Infatti, proprio mentre Guglielmo II commissionava il suo quadro per il cugino, la Cina perdeva la Prima guerra Sino-giapponese (altri 340 milioni di tael di riparazioni) e, pochi anni dopo, quando si trattò di riunire una forza che contrastasse la rivolta dei Boxer, il contingente più numeroso tra le otto nazioni partecipanti (tra le quali anche l'Italia) fu proprio il Giappone, che in questo modo entrò di diritto a far parte delle "grandi potenze".

Così, mentre in Europa si faceva di tutta l'erba un fascio, disquisendo in modo semplicistico ed ideologico di un totalizzante pericolo con gli occhi a mandorla, l'Asia si divideva e si combatteva in una lotta per la supremazia.

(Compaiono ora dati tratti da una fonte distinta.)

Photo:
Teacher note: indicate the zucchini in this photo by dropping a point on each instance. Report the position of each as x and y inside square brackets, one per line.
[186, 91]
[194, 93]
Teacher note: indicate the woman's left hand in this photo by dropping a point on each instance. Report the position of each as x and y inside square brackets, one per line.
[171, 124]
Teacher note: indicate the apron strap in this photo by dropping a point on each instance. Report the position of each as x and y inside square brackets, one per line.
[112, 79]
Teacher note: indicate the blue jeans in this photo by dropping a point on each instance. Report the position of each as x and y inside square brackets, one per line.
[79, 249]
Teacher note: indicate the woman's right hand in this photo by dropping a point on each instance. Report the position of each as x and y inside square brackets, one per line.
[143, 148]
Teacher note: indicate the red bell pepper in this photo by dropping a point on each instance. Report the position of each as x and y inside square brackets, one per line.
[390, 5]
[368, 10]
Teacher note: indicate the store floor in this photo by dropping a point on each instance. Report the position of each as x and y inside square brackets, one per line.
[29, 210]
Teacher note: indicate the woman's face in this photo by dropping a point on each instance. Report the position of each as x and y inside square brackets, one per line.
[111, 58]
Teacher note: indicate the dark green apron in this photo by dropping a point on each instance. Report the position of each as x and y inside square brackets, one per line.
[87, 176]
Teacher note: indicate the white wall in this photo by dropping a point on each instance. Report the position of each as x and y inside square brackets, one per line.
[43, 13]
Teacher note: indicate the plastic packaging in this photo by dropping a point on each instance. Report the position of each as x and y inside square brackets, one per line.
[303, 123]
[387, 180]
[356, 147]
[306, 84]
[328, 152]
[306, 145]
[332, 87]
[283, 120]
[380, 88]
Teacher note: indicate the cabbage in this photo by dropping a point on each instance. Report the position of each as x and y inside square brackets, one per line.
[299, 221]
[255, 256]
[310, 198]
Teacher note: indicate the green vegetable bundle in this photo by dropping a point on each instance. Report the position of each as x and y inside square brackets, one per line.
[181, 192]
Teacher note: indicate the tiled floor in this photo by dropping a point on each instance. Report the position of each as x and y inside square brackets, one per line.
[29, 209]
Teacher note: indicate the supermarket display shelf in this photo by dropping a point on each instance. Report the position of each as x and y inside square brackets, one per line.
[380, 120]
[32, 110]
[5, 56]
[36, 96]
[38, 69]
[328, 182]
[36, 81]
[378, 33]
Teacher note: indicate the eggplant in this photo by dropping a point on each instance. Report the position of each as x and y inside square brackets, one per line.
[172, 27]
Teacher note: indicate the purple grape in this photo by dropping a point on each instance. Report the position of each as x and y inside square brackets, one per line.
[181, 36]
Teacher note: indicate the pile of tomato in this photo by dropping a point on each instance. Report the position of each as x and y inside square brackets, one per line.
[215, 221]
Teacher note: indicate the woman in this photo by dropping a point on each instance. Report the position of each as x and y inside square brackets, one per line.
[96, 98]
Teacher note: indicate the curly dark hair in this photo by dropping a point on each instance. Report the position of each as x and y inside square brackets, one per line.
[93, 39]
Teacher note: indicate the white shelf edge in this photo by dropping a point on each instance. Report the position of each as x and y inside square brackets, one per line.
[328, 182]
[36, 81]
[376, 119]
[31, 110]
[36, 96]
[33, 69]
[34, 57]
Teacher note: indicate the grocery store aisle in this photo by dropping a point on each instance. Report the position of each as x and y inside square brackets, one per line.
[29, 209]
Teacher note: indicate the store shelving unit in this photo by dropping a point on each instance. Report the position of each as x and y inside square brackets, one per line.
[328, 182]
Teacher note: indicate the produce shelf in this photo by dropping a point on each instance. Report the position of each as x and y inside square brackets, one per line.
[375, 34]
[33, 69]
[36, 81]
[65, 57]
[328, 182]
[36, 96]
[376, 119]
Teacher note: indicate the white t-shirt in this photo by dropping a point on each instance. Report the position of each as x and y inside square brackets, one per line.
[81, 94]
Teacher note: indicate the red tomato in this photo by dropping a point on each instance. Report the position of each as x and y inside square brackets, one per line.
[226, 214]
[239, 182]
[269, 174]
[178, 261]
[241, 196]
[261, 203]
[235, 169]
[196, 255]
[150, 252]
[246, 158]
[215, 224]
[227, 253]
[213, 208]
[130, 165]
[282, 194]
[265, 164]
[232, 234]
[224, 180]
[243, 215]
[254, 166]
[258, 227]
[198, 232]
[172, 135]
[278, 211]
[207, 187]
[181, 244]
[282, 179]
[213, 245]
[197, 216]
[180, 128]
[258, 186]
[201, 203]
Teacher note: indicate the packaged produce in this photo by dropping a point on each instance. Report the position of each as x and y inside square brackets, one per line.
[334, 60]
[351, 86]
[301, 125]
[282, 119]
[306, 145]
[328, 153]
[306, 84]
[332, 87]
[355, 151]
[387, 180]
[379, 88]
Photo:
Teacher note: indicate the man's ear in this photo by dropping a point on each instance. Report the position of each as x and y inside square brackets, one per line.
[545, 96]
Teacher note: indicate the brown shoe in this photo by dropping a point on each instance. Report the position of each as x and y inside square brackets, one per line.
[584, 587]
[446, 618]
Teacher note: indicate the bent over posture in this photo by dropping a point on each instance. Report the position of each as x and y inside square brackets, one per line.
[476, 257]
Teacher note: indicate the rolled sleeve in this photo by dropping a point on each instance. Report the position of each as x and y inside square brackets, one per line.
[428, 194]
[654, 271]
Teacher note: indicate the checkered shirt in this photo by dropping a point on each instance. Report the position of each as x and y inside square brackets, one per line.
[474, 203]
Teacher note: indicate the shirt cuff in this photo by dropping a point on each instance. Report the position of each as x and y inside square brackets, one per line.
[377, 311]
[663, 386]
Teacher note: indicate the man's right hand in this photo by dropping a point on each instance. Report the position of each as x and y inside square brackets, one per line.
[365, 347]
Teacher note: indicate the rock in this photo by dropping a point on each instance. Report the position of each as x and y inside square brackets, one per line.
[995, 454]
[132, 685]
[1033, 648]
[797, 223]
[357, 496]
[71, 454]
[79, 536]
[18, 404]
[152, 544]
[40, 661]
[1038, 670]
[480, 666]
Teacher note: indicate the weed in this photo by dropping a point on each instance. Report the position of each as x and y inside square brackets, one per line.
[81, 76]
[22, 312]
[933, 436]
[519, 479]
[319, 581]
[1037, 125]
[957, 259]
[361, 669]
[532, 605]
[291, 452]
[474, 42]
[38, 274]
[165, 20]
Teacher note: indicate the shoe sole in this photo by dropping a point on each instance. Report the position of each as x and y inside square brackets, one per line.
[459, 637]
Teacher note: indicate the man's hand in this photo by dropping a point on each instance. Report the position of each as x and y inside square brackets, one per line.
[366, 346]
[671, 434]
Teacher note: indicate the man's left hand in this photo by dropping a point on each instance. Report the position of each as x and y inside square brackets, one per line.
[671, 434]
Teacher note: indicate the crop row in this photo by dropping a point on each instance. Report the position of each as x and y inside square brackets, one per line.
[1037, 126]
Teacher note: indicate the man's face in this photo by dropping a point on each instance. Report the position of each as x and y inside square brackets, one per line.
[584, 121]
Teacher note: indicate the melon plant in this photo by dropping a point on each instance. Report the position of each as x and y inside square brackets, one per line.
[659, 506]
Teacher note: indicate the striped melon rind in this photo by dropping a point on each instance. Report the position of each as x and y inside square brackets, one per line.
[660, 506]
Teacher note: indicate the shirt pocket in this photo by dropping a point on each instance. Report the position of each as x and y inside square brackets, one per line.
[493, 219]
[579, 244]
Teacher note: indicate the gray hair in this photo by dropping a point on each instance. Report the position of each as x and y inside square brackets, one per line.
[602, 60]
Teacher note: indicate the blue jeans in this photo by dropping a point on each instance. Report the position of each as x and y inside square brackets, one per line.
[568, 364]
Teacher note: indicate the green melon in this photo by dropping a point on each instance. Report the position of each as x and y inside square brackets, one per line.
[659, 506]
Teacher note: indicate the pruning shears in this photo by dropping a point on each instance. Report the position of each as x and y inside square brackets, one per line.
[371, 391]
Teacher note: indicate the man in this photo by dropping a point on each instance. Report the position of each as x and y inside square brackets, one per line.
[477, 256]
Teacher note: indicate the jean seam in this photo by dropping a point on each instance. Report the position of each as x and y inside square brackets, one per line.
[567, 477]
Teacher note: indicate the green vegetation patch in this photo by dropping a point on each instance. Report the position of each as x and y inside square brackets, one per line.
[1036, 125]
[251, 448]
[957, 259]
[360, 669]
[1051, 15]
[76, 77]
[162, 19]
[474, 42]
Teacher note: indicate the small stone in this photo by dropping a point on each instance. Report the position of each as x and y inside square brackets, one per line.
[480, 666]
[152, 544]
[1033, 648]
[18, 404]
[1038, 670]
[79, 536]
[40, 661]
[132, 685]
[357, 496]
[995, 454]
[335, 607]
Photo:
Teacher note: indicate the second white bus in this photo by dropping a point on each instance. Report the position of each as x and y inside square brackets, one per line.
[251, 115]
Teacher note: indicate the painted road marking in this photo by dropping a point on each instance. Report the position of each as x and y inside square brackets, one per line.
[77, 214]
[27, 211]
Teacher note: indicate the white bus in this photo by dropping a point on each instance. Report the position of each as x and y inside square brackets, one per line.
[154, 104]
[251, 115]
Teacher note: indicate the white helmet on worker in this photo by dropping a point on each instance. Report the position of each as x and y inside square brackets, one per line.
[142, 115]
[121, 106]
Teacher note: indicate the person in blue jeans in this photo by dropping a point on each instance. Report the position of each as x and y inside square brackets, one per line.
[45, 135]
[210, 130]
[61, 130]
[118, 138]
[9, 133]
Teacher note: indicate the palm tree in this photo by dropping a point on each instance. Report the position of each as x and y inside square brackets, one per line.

Per effetto della doppiezza cinese e dell'incapacità del vecchio regime di modernizzarsi e di porre un rimedio alla propria crisi, la cancrena si diffuse e i maggiori beneficiari furono Russia e Giappone: le loro sfere di influenza si espansero al punto da intersecarsi in un conflitto che doveva accelerare la fine di un altro impero: quello Russo.

Riepilogando: negli anni in cui si accendeva la xenofoba individuazione del pericolo giallo, l'Occidente sbranava una vittima colpevole e in qualche modo istruiva e lasciava crescere un altro nemico "giallo", che si occidentalizzerà prima e meglio di altri e sfrutterà una carica xenofoba asiatica complementare a quella occidentale per giustificare la propria politica di aggressione.

Come descrivo raccontando altre storie (Pearl Harbour, il Raid di Doolittle e Midway) il Giappone non entrò nella modernità compiutamente, ma scatenò una guerra per la quale era culturalmente e materialmente impreparato pagando la propria presunzione con oltre 2 milioni di militari morti: un uomo su quattro nell'Esercito e uno su cinque nella Marina. L'immagine del soldato giapponese che carica con il fucile Arisaka è la rappresentazione grafica di questa guerra che enfatizza esaspèeratamente l'elemento morale: un fucile che con la baionetta inastata era più lungo del soldato giapponese di altezza media.

Questa storia non ha una morale, né delle conclusioni: tuttavia tutti conosciamo le reticenze dei giapponesi a fare i conti con il proprio passato e i crimini di guerra compiuti dalle proprie forze armate.

Meno squillanti sono altri segnali: ad esempio i contenuti dei libri di testo di storia delle scuole cinesi.

Nel gennaio del 2006, Freezing Point, il supplemento settimanale al quotidiano China Youth Daily, è stato chiuso per qualche settimana per aver pubblicato un saggio di Yuan Weishi, professore di storia alla Zhongshan University di Taiwan, nel quale denunciava come i libri di testo degli studenti cinesi descrivessere in modo contraffatto e tendenzioso i 60 anni di eventi di cui ho parlato, giustificando i crimini dei Boxer e degli altri protagonisti di atrocità come una reazione rivoluzionaria all'aggressione occidentale.

Il messaggio che si vuole mandare agli studenti cinesi, secondo il professor Weishi, è che qualsiasi azione che protegga la purezza della superiore cultura cinese dalle maligne influenze occidentali è opportuna e auspicabile, compreso l'uso della forza.

Freezing point è tornato nelle edicole, ma con un nuovo direttore e senza la collaborazione del professor Weishi.